Section 106 requires each federal agency to "take into account the effect of [a proposed] undertaking" upon historic properties and to "afford the [ACHP] a reasonable opportunity to comment with regard to such undertaking" prior to the agency's funding or licensing it. Accordingly, federal authority to fund or to license a project can render the project an undertaking, but the decision of the funding or licensing agency is not itself an undertaking. The plaintiffs' contrary suggestion is peculiar indeed. If the Secretary's "decision" by inaction not to disapprove Turkey's proposal under the FMA were an "undertaking," then so too would be every decision he makes. The plaintiffs have no interest, however, in having the ACHP review the internal decision-making process of the State Department; their interest is in having the ACHP review Turkey's plan to demolish and reconstruct its chancery before the State Department considers the proposal.

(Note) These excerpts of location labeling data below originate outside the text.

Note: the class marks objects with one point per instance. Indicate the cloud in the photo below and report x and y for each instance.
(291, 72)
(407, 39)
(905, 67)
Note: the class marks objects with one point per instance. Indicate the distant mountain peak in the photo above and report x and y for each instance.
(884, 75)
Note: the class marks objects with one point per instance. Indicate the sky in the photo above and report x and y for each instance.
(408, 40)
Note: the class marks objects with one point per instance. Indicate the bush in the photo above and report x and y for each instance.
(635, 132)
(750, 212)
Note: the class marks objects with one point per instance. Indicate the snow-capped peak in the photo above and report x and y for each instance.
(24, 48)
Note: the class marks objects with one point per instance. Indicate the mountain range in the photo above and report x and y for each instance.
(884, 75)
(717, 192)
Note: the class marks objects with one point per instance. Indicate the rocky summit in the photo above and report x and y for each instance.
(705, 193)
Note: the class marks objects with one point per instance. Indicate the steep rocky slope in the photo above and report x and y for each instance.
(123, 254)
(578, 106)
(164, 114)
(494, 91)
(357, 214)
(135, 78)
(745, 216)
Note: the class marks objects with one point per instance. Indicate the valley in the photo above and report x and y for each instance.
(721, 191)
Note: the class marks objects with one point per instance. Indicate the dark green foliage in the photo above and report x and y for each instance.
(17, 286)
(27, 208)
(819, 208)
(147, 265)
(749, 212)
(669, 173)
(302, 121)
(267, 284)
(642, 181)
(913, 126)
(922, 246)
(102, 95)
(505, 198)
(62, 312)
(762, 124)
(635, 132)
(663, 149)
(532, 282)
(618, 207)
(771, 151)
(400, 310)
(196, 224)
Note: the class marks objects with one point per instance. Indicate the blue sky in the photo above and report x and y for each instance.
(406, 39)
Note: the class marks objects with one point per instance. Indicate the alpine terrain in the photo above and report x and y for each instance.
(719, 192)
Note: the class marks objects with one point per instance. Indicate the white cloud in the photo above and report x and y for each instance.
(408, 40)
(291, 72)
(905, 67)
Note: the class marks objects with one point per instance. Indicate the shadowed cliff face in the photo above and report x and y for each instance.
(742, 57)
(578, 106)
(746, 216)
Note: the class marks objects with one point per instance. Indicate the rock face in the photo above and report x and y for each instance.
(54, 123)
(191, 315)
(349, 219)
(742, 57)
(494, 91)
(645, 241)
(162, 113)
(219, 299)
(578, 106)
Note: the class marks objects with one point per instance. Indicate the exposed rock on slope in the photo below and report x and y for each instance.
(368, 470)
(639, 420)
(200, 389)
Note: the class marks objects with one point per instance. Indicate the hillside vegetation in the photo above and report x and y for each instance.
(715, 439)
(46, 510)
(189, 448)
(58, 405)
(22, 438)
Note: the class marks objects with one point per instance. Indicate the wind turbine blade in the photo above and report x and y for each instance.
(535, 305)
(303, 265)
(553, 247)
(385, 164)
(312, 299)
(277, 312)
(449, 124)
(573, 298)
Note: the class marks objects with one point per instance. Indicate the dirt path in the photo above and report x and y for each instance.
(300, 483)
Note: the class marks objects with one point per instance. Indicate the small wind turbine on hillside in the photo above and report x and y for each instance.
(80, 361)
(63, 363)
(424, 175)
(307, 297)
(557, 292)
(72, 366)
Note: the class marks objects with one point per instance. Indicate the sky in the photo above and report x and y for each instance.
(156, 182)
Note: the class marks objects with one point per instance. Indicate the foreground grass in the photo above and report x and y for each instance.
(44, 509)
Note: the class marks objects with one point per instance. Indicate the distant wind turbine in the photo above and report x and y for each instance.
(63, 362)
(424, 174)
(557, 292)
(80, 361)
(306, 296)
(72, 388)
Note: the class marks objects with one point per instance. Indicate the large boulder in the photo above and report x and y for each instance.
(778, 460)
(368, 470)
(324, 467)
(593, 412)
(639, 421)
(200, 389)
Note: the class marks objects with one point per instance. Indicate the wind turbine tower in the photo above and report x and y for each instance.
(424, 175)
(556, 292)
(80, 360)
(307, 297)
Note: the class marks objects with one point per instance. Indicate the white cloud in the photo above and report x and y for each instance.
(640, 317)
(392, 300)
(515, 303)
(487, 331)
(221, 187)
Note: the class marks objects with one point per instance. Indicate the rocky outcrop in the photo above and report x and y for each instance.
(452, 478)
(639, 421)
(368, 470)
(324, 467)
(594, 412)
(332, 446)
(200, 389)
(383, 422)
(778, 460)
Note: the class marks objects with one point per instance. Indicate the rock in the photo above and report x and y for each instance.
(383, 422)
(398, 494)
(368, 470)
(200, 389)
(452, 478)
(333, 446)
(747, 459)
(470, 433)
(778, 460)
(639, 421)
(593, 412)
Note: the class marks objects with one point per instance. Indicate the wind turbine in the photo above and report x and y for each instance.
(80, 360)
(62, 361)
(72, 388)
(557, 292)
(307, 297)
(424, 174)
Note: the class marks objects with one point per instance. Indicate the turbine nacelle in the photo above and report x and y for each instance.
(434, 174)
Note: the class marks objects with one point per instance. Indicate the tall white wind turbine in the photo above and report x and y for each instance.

The State Department's failure to disapprove Turkey's proposal may have been a prerequisite to Turkey's project going forward, but it cannot itself be an undertaking within the meaning of the statute. Therefore, if Sec. 106 applies to this case, it is only because the demolition and reconstruction of Turkey's chancery is an "undertaking" and is funded or licensed by the Secretary.
2. Is Turkey's proposal an "undertaking"?
In 1990, when the Secretary of State could have but did not disapprove Turkey's proposal, the NHPA defined an "undertaking" by indirection, viz., as "any action as described in [Sec. 106 of the Act]." 16 U.S.C. Sec. 470w(7) (1988). In 1992, however, the Congress amended the definition of "undertaking" in the NHPA to read in pertinent part as follows:
"Undertaking" means a project, activity, or program funded in whole or in part under the direct or indirect jurisdiction of a Federal agency, including ... (c) those requiring a Federal permit[,] license, or approval....
16 U.S.C. Sec. 470w(7) (Supp. IV 1992). The plaintiffs argue that this definition applies retroactively to Turkey's proposal, and that the Secretary's authority to disapprove the proposed project rendered it a "project ... requiring a Federal permit[,] license, or approval"--in short, an "undertaking."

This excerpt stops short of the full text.